Other kinds of intervention such as scans and electrical monitoring or invasive tests are often unnecessary, and being well-informed and supported by a strong advocate is advisable. Even in techniques as apparently uninvasive as ultrasound, the baby has been shown to move away from the sound waves, suggesting that this procedure is disturbing, at least.
Birth is a time when the mother has another opportunity to detoxify and this is a natural part of the process. During the immediate postpartum stage the cleansing process is supported by keeping to a simple and nourishing diet for a few days. Only when this cleansing process is complete is it advisable to begin the strengthening process to replace the loss of Blood and Qi. Tonifying herbs and a more strengthening diet are begun as soon as the cleansing is complete, to nourish the mother through breast-feeding and the work of motherhood.
Chicken soup is a classic tonic for the immediate postpartum period, fortified with some ginger and the Blood-strengthening herb Dong Quai. During the postpartum period a nursing mother’s needs change again. It is normal and healthy to eat more than usual.
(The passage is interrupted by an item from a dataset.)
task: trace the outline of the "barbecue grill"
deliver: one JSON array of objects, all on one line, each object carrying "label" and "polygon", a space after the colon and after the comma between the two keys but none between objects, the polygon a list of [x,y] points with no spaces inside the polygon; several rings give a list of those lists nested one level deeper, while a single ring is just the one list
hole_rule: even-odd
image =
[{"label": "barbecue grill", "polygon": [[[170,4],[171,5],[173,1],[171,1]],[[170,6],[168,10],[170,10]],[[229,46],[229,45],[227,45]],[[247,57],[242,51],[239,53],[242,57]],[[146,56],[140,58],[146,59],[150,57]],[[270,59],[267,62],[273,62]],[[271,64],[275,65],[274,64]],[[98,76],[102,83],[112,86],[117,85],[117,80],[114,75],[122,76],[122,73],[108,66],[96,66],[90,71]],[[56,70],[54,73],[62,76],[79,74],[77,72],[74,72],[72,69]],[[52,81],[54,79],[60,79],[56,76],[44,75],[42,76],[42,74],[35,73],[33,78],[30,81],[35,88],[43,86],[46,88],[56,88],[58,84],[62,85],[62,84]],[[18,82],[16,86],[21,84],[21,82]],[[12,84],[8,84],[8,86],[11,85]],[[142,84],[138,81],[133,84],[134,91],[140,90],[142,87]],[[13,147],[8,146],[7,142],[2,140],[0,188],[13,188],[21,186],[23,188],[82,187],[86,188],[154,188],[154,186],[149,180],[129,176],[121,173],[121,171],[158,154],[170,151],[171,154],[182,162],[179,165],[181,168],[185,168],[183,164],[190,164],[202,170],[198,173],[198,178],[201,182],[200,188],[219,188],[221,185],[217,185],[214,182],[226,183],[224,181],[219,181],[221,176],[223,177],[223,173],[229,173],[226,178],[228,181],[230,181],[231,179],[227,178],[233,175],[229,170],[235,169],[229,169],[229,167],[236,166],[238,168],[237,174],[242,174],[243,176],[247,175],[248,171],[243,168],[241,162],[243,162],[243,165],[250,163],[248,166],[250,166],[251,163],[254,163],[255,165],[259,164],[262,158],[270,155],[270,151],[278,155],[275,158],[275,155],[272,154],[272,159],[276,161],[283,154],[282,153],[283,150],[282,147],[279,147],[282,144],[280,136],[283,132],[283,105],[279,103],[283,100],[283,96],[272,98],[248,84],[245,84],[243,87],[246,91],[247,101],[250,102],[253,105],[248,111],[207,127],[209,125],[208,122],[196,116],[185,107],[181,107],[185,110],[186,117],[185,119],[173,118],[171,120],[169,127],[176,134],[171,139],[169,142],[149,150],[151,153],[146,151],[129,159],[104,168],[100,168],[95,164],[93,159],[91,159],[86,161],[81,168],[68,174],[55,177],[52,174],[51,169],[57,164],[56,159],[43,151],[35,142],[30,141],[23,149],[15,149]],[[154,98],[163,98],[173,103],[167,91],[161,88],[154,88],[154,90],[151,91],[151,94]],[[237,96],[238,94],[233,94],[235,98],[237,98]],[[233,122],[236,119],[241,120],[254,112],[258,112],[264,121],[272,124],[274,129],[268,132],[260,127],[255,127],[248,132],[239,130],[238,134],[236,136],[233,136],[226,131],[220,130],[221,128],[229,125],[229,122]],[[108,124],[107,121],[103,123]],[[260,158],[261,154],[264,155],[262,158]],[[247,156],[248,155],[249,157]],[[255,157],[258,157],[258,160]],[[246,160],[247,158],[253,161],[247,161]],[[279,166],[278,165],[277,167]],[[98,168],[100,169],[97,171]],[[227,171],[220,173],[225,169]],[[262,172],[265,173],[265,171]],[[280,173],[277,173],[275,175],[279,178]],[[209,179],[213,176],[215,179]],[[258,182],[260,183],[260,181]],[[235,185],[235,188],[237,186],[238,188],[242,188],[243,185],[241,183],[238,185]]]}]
There are a few things to avoid during pregnancy and through the lactating period. All foods consumed by the mother will be passed through to some degree to the child. It is therefore best to keep strong stimulants and alcohol to a minimum. Excessive dairy consumption by the mother is a common cause of colic in babies and excessive consumption of oranges sometimes causes hyperactivity. Otherwise it is best to simply eat widely, generously and to enjoy the food.
Alfalfa is one of the most useful postpartum foods as it encourages the production of quality breast milk and increases its flow. A few herbs are also useful: aloe vera has external applications for postnatal conditions such as torn perineum or labia, for haemorrhoids and vaginal yeast infections (as well as being useful for nappy rash!) Internally it is a useful general tonic and it soothes the digestive tract. Like alfalfa, fennel is a helpful tea for increasing the quality and amount of breast milk as well as being helpful for colic. Raspberry leaf is used before and after childbirth to tone the uterus.
An effective postpartum bath can be made from simmering equal parts of uva ursi, shepherd’s purse, comfrey root and garlic for a half hour or so. This speeds healing remarkably. Internally a tea of raspberry leaf, shepherd’s purse, licorice root, comfrey and false unicorn root is reputed to be a fairly comprehensive healer.